A significant but small effect was observed for life satisfaction and well-being, while no statistically significant improvement was noted for positive affect and self-efficacy. These findings align with the result of a previous review [], which reported limited impacts of conversational agents on fostering positive psychological well-being. This phenomenon may reflect a ceiling effect in certain populations or could be attributed to the primary focus of most therapeutic strategies, which tend to prioritize addressing mental health problems over promoting well-being, resilience, and recovery. This underscores the need for future chatbot designs that incorporate elements based on positive psychology skills, such as acknowledgment of positive events, personal strengths, and gratitude exercises. Moreover, such positive states may require longer-term or more intensive therapeutic sessions to yield measurable improvements. However, insufficient follow-up data for these outcomes can be accessed for validating our assumptions. Furthermore, our findings revealed that studies with a higher proportion of women reported greater improvements in overall well-being. This draws new attention to the possibility that the effectiveness of chatbots may be influenced by gender-related factors, such as differences in communication styles or help-seeking behaviors, with women potentially being more inclined to seek support for mental health issues or to engage in emotional disclosure that may align more closely with the empathetic design of many chatbots []. However, it is notable that no study in our review explicitly examined gender differences in user engagement or interaction patterns with chatbots. Two studies [,] used Linguistic Inquiry and Word Count (LIWC) to analyze participants’ response transcripts. While indicating a potential relationship between word use frequency and mental well-being, these studies did not identify gender-based differences in expression characteristics. Further research is warranted to explore whether women exhibit stronger adherence to chatbots, or different interaction styles (ie, use of reflective language), and whether these factors serve as mechanisms for boosting therapeutic outcomes.

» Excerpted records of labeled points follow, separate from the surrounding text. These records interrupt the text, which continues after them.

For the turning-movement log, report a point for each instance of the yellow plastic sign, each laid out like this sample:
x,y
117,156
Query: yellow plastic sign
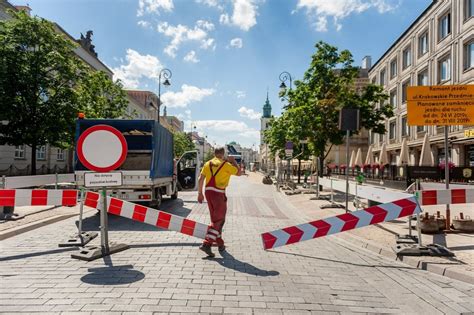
x,y
444,105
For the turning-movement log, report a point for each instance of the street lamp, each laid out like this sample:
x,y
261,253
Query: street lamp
x,y
166,74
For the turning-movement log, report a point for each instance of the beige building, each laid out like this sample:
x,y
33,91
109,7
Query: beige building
x,y
437,49
16,160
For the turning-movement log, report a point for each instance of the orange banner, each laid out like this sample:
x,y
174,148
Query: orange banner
x,y
444,105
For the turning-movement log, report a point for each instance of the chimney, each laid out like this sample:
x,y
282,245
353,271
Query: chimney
x,y
367,62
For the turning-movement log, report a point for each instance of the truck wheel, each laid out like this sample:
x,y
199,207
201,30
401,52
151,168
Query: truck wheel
x,y
175,195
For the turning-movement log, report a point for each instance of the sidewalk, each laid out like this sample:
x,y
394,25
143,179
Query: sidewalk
x,y
380,238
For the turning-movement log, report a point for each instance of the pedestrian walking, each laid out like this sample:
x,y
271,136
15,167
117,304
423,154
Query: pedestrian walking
x,y
216,173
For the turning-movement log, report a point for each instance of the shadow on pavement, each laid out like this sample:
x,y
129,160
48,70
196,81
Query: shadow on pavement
x,y
164,245
340,261
229,261
35,254
112,275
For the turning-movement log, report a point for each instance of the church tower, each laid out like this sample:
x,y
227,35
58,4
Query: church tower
x,y
267,114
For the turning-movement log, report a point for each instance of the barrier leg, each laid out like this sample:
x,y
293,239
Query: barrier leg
x,y
6,212
89,253
81,238
332,204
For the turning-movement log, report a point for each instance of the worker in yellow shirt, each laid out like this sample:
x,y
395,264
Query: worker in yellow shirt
x,y
216,173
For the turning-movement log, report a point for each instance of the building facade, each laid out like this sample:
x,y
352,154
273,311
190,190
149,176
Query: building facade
x,y
437,49
16,160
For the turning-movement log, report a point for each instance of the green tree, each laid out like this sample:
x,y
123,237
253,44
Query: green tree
x,y
43,85
326,87
182,143
99,97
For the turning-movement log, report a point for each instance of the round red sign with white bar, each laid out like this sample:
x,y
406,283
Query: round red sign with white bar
x,y
102,148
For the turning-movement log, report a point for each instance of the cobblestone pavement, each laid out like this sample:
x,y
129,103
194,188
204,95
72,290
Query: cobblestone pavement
x,y
164,272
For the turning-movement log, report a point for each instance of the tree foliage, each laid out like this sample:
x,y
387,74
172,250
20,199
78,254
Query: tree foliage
x,y
313,106
182,143
43,85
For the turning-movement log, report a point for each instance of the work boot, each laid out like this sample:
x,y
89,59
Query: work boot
x,y
207,249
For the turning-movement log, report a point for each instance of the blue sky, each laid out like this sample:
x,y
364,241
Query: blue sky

The effectiveness of chatbots in health behavior changes, though significant, remains relatively small, which aligns with a previous review []. Several factors may account for this observation. First, the limited statistical power resulting from the small number of trials (n=5) included may have constrained the ability to detect larger effects. The use of chatbots to encourage physical activities and healthy lifestyles within adolescents and young adults is markedly underreported, remaining a vast scope for further research to evaluate their impact on promoting sustained behavior change. Second, the reliance on self-reported measures introduces inherent biases and inaccuracies, which may compromise the validity of the observed findings. To address this issue, incorporating objective data collection methods, such as wearable devices or biological markers, could enhance the precision and reliability of outcome measurements and provide more robust evidence for behavior change. Third, differences in the theoretical underpinnings used across studies to drive behavioral change could have elicited diverse responses to chatbot interventions. However, due to the small number of original studies included, we are unable to further disentangle these nuanced effects on specific types of health behaviors. Moreover, our analysis revealed that studies using active controls reported smaller effects for chatbots compared to those using passive controls. This suggests that while chatbots may offer unique advantages, their incremental value may be less pronounced when benchmarked against well-established interventions. It is imperative for forthcoming studies to determine whether the chatbot interventions yield greater benefits when integrated as complementary tools rather than being standalone. In addition, regular check-in reminders from chatbots may serve as effective cues to action, reinforcing user engagement and adherence to desired behaviors. Further research is warranted to explore the extent to which the frequency and timing of reminders impact their efficacy.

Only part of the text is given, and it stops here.